In this study, a procedure is proposed for surveying public opinion from big social media domain-specific textual data to minimize the difficulties associated with modeling public behavior. Strategies for labeling posts relevant to a topic are discussed. A two-part framework is proposed in which semiautomatic labeling is applied to a small subset of posts, referred to as the “seed” in further text. This seed is used as bases for semi-supervised labeling of the rest of the data. The hypothesis is that the proposed method will achieve better labeling performance than existing classification models when applied to small amounts of labeled data.

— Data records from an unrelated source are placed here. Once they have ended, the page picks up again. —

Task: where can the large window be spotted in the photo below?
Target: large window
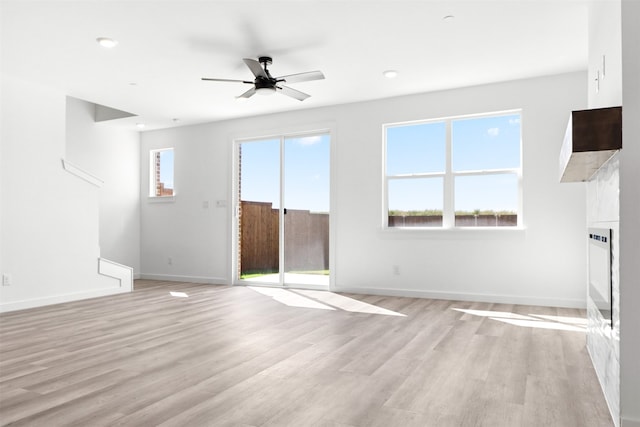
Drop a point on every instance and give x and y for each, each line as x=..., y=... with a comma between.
x=161, y=168
x=454, y=172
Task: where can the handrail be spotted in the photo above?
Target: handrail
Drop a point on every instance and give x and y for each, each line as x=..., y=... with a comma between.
x=81, y=173
x=118, y=271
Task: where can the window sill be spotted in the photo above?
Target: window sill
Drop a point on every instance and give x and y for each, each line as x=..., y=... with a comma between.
x=458, y=233
x=161, y=199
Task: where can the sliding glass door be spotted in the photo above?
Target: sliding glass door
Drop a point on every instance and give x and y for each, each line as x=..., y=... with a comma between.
x=283, y=211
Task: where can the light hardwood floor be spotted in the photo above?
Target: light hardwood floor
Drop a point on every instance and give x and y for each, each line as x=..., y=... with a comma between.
x=236, y=356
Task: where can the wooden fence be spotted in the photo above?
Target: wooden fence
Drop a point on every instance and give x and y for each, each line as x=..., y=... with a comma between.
x=461, y=221
x=306, y=239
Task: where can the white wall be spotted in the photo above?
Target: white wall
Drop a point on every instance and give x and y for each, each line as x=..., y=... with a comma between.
x=49, y=239
x=543, y=264
x=629, y=219
x=112, y=154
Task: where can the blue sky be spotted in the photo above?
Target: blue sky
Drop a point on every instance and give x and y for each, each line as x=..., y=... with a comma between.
x=166, y=173
x=480, y=143
x=306, y=172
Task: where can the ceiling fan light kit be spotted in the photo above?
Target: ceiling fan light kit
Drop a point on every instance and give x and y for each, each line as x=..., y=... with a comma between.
x=265, y=84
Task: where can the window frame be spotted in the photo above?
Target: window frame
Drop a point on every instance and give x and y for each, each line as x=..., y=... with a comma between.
x=449, y=175
x=152, y=175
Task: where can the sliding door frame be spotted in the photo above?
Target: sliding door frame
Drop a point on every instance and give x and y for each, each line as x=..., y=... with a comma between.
x=326, y=129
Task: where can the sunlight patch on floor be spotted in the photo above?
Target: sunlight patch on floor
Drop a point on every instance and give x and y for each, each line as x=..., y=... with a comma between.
x=348, y=304
x=289, y=298
x=178, y=294
x=321, y=300
x=541, y=321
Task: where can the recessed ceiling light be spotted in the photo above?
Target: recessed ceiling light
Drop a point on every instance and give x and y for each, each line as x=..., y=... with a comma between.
x=390, y=74
x=107, y=42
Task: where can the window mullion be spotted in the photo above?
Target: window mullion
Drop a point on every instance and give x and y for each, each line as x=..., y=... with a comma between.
x=448, y=216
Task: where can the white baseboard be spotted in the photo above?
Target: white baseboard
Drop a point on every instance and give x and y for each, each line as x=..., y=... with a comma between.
x=122, y=273
x=58, y=299
x=458, y=296
x=189, y=279
x=627, y=422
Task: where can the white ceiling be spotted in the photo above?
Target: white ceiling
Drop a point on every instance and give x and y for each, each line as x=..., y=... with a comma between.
x=165, y=47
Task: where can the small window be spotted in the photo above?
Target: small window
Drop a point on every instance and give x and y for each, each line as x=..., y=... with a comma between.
x=454, y=172
x=161, y=173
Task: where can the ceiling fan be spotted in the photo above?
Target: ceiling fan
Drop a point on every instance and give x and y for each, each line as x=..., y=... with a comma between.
x=265, y=84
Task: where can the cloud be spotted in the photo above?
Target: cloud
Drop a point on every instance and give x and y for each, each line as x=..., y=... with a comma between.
x=309, y=140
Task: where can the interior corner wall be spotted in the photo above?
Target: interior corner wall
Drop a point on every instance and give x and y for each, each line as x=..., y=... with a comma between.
x=112, y=154
x=603, y=189
x=49, y=229
x=543, y=264
x=629, y=219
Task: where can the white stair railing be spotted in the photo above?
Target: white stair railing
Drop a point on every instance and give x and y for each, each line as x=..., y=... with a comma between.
x=118, y=271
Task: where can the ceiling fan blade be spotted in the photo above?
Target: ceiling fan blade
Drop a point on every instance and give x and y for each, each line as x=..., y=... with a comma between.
x=300, y=96
x=226, y=80
x=255, y=67
x=248, y=94
x=302, y=77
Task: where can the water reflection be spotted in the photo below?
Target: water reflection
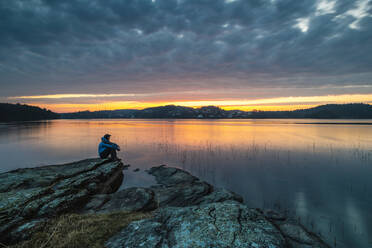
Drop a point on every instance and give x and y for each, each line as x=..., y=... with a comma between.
x=317, y=172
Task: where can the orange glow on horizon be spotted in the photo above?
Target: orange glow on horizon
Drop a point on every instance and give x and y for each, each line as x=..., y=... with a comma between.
x=269, y=104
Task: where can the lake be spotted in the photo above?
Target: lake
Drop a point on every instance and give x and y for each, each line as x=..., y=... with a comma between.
x=319, y=171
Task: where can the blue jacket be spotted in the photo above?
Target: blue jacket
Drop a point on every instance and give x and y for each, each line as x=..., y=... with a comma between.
x=105, y=144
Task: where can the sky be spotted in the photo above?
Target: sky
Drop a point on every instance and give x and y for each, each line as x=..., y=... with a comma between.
x=73, y=55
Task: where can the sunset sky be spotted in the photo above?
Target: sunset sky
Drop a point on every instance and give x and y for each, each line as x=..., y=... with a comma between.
x=71, y=55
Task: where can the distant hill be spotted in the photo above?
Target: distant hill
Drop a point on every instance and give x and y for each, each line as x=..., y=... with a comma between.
x=21, y=112
x=329, y=111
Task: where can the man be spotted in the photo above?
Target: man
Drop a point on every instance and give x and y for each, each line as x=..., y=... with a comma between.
x=107, y=148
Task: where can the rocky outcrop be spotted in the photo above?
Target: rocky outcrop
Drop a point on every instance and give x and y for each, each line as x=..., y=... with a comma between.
x=186, y=211
x=28, y=196
x=192, y=213
x=225, y=224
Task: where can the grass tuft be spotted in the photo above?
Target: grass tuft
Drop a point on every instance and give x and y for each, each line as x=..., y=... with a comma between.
x=75, y=231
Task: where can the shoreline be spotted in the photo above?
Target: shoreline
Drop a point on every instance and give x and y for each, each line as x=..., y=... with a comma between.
x=90, y=188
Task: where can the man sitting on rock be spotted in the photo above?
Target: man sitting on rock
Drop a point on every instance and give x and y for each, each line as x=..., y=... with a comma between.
x=107, y=148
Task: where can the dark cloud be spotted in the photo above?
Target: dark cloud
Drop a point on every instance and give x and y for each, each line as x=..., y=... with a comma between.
x=67, y=46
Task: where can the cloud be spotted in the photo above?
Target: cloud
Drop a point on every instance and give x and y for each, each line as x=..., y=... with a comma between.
x=143, y=46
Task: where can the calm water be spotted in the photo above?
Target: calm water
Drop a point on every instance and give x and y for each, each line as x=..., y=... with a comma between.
x=320, y=173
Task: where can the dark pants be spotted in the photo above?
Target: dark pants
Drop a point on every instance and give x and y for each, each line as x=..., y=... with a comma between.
x=107, y=152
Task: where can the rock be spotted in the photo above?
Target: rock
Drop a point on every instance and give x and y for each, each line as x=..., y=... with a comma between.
x=298, y=236
x=226, y=224
x=168, y=176
x=274, y=215
x=33, y=193
x=131, y=199
x=188, y=211
x=179, y=188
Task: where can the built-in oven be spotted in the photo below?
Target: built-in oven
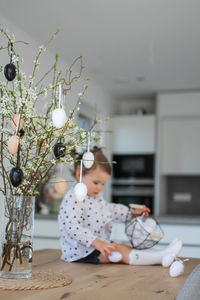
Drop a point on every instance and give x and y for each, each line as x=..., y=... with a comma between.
x=133, y=179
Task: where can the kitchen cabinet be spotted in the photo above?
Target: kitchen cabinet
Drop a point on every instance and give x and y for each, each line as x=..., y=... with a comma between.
x=133, y=134
x=177, y=151
x=180, y=142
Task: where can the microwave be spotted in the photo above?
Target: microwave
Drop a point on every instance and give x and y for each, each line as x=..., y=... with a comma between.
x=133, y=166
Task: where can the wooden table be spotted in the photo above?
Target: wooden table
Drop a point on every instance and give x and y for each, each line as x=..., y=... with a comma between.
x=104, y=282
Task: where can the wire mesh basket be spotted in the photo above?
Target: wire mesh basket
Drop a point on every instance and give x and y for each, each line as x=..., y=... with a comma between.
x=143, y=233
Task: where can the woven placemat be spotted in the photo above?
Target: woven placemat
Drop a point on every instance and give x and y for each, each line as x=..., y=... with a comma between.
x=38, y=281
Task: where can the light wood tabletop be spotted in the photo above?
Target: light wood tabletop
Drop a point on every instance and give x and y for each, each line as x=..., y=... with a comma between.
x=103, y=282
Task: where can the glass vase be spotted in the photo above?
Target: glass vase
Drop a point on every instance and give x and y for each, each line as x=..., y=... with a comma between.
x=17, y=220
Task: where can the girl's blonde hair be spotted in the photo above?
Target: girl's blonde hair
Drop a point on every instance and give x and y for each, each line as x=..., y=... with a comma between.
x=99, y=160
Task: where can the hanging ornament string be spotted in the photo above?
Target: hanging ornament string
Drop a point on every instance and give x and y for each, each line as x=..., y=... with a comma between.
x=58, y=114
x=11, y=52
x=88, y=157
x=10, y=69
x=88, y=143
x=60, y=96
x=81, y=170
x=80, y=189
x=18, y=123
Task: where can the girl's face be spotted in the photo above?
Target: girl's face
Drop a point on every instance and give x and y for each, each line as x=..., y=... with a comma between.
x=94, y=180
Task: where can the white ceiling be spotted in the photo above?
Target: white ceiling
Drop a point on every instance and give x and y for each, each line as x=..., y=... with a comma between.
x=132, y=48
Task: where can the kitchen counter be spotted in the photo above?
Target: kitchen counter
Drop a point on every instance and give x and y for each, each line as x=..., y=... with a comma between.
x=106, y=282
x=179, y=220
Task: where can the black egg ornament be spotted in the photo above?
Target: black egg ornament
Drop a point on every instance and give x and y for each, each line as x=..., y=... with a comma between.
x=10, y=71
x=16, y=176
x=59, y=150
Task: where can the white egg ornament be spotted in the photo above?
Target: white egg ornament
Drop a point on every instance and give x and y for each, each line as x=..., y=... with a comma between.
x=60, y=186
x=88, y=159
x=115, y=257
x=176, y=268
x=58, y=117
x=13, y=144
x=168, y=259
x=80, y=191
x=14, y=122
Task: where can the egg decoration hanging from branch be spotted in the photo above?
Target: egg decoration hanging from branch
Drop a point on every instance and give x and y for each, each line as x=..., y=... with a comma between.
x=58, y=114
x=60, y=186
x=14, y=122
x=13, y=142
x=59, y=149
x=88, y=156
x=80, y=189
x=16, y=174
x=10, y=69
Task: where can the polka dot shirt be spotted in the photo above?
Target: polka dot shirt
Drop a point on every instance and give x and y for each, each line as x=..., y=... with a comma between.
x=81, y=222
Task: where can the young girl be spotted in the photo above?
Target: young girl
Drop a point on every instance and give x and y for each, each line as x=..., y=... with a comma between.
x=85, y=226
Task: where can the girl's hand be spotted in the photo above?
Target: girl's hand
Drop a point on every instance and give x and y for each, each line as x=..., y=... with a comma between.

The seed is labeled using posts of users with a known and consistent view on the topic. A semi-supervised multi-class prediction model labels the remaining data iteratively. In each iteration, it adds context-label pairs to the training set if softmax-based label probabilities are above the threshold. The proposed method is characterized on four datasets by comparison to the three popular text modeling algorithms (n-grams + tfidf, fastText, VDCNN) for different sizes of labeled seeds (5,000 and 50,000 posts) and for several label-prediction significance thresholds. Our proposed semi-supervised method outperformed alternative algorithms by capturing additional contexts from the unlabeled data. The accuracy of the algorithm was increasing by (3-10%) when using a larger fraction of data as the seed. For the smaller seed, lower label probability threshold was clearly a better choice, while for larger seeds no predominant threshold was observed. The proposed framework, using fastText library for efficient text classification and representation learning, achieved the best results for a smaller seed, while VDCNN wrapped in the proposed framework achieved the best results for the bigger seed. The performance was negatively influenced by the number of classes. Finally, the model was applied to characterize a biased dataset of opinions related to gun control/rights advocacy. The proposed semi-automatic seed labeling is used to label 8,448 twitter posts of 171 advocates for guns control/rights. On this application, our approach performed better than existing models and it achieves 96.5% accuracy and 0.68 F1 score.
利用社交媒体数据的标签预测来调查民意
在本研究中,提出了一种从大型社交媒体领域特定文本数据中调查民意的程序,以最大限度地减少与公众行为建模相关的困难。讨论了贴标签与主题相关的帖子的策略。提出了一个由两部分组成的框架,其中半自动标记应用于一小部分帖子,在进一步的文本中称为“种子”。该种子用作对其余数据进行半监督标记的基础。假设当应用于少量标记数据时,所提出的方法将比现有的分类模型获得更好的标记性能。种子使用对该主题具有已知和一致观点的用户的帖子进行标记。半监督多类预测模型对剩余数据进行迭代标记。在每次迭代中,如果基于softmax的标签概率高于阈值,则向训练集中添加上下文标签对。通过对比三种流行的文本建模算法(n-grams + tfidf, fastText, VDCNN)在四个数据集上对不同大小的标记种子(5,000和50,000篇文章)和几个标签预测显著性阈值进行了表征。我们提出的半监督方法通过从未标记的数据中捕获额外的上下文而优于其他算法。当使用较大比例的数据作为种子时,算法的准确率提高了(3-10%)。对于较小的种子,较低的标签概率阈值显然是较好的选择,而对于较大的种子,没有观察到优势阈值。该框架使用fastText库进行高效的文本分类和表示学习,对于较小的种子取得了最好的结果,而封装在该框架中的VDCNN对于较大的种子取得了最好的结果。性能受到班级数量的负面影响。最后,该模型被用于描述与枪支管制/权利倡导相关的有偏见的意见数据集。拟议的半自动种子标签用于标记171名枪支管制/权利倡导者的8,448条推特帖子。在此应用中,我们的方法表现优于现有模型,准确率达到96.5%,F1得分为0.68。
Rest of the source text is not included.